A redwood grows in Charlotte

West Coast native, Sequoia sempervirens, was planted in 1960s

December 24, 2000|By Nancy Brachey | Nancy Brachey,NIGHT RIDDER/TRIBUNE

CHARLOTTE, N.C. - The tree arrived in a little box and without fanfare close to four decades ago, a seedling given by a brother in California to his sister here. For years it grew in a pot until Cary Ellen Howie decided, finally, it was big enough to go in the ground.

And there it is today, rising gracefully to 51 feet, about five stories tall, in her backyard. In a city filled with pines, poplars and oaks soaring to 100 feet and higher, one might not think twice about a tree half that height.

But this one is different. It's a redwood, Sequoia sempervirens, native to the very edge of California's misty Pacific coast. There, the tallest of the species grow over 300 feet. Here, Cary Ellen Howie and others who love and admire trees are happy with 51 feet, pleased the redwood has prospered this long in this Piedmont clay soil, Southern summer heat and long stretches of drought.

"I think it's really beautiful," says Howie, a poet, of her tree with cinnamon-brown bark and gracefully drooping layers of lacy evergreen foliage. Beyond the beauty there is the value of rarity.

`A unique tree'

"It's positively a unique tree," says Dr. William Logan, a Charlotte dermatologist who is chairman of the Mecklenburg Treasure Tree committee.

The group awards the title of Treasure Tree to unique trees notable for their size or rarity. Howie's tree is one of three coast redwoods in Charlotte designated as Treasure Trees. The other two are at Bartlett Tree Research Labs on Hamilton Road and the Van Landingham Estate on The Plaza. The Treasure Tree list comprises 123 trees of many kinds, including oak, magnolia, elm, ginkgo, holly, crape myrtle, ash, pine, poplar and pecan.

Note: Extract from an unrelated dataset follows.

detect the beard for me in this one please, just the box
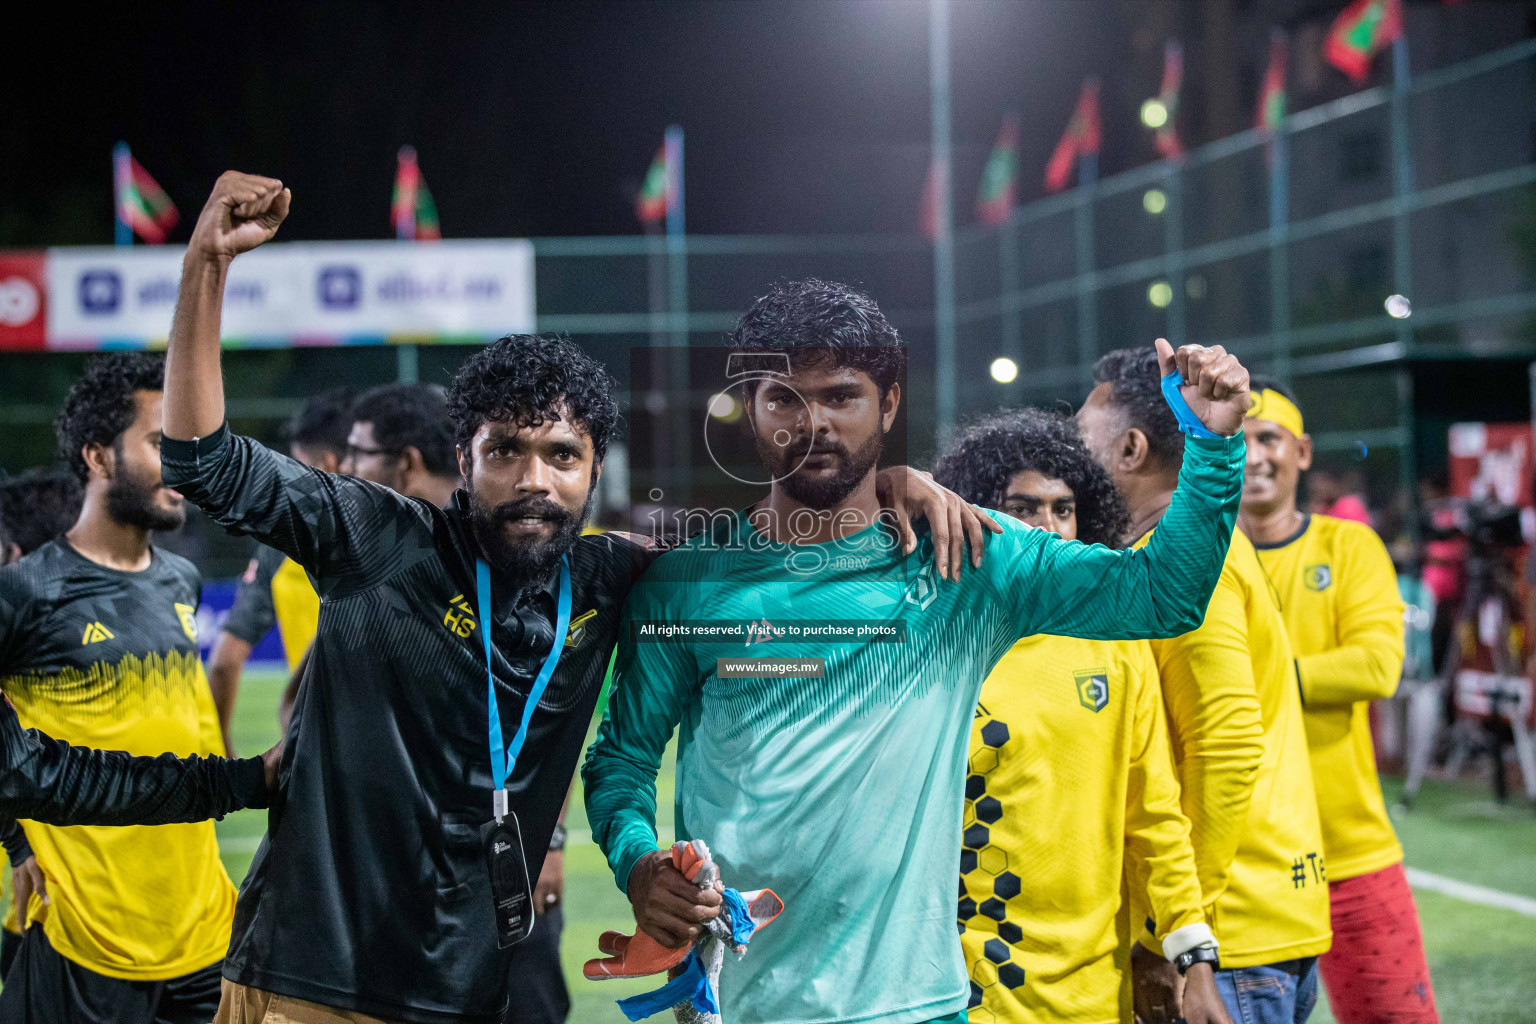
[468,488,593,590]
[755,428,884,510]
[106,462,186,533]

Howie's brother, Eugene Spake of Mill Valley, Calif., bought the little tree seedling in the mid-'60s and mailed it to her in a small box. It was the first redwood she'd ever seen. Howie planted and tended it carefully in a pot for four or five years, even bringing it indoors to a window for the winter.

The careful gardener

"I didn't want to take any chances," she recalls. When the tree got about 3 feet tall, she planted it outside - and continued to hover over it, making it feel at home in such a different place.

When it didn't rain, she watered it carefully.

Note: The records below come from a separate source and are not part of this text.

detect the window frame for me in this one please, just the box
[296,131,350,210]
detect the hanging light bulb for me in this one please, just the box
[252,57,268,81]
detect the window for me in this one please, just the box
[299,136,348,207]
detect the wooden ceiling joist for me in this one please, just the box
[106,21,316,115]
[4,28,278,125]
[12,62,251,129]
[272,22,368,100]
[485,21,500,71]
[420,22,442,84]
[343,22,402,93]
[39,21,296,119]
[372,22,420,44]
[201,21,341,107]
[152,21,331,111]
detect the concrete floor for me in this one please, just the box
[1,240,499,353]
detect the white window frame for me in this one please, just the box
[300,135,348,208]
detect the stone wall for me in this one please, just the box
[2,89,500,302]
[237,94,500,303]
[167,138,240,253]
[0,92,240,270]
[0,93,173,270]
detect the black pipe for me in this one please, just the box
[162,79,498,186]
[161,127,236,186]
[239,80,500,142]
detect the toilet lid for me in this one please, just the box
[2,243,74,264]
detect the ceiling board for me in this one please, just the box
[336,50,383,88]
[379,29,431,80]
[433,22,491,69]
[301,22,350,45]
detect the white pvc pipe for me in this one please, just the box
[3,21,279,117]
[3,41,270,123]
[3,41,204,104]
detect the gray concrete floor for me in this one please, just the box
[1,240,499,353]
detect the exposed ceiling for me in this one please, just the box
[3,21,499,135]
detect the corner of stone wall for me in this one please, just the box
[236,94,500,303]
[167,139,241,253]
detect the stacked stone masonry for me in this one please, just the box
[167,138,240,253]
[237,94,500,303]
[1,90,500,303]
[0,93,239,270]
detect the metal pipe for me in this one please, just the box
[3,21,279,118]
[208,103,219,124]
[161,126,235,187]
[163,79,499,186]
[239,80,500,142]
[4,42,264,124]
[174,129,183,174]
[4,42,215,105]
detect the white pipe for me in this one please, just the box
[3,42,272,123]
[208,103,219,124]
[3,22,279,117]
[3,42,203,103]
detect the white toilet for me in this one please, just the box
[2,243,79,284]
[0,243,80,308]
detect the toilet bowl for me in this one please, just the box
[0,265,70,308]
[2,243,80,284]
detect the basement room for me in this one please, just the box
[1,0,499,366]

She did no tilling or digging in the root zone.

On hot summer days, she was out with the hose spraying the foliage.

"I knew that it grew naturally with the mist of the ocean, and I wanted it to feel some semblance of home," Howie said.

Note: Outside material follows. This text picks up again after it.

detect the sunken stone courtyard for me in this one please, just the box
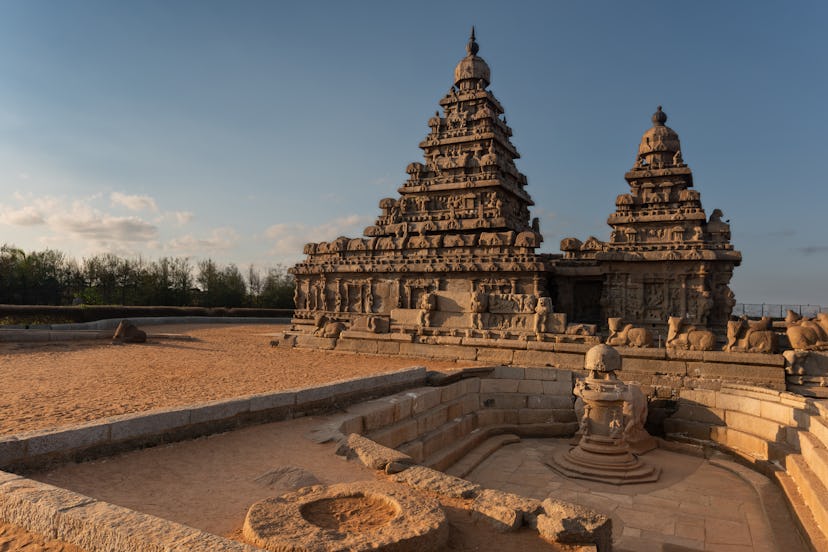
[2,31,828,552]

After Hurricane Hugo blew down trees all around Charlotte in 1989, she was thankful the redwood stood unscathed. Not a limb, not even a tiny branch came down in the historic storm. "I was so grateful," she recalls.

Two species of sequoia, coast redwood and giant sequoia, are the only remnants of about 40 species that flourished in the Northern Hemisphere millions of years ago.

Logan, of the Treasure Tree committee, believes the Howie redwood prospered because of the good care it received over the past decades.

"She has taken such good care of that tree, really done a wonderful job with the tree and it has really benefited.

"Whether it will ever be the size of [the California redwoods], well, I sincerely doubt that. This is not its ideal place. It's pretty dry here. And we don't have that nice offshore fog," Logan said.

`Very respectable tree'

"This will be a nice, very respectable tree," he added.

How well it will adapt to the Piedmont climate in the long term remains to be seen.

"We'll have to come back in about 500 or 600 years," says Logan, "and then we'll know." It was a reference to the redwoods' famed longevity.

Howie hopes that, whatever happens as Charlotte continues to develop, the redwood will be protected and grow not just for decades to come, but for centuries. The way they do in California.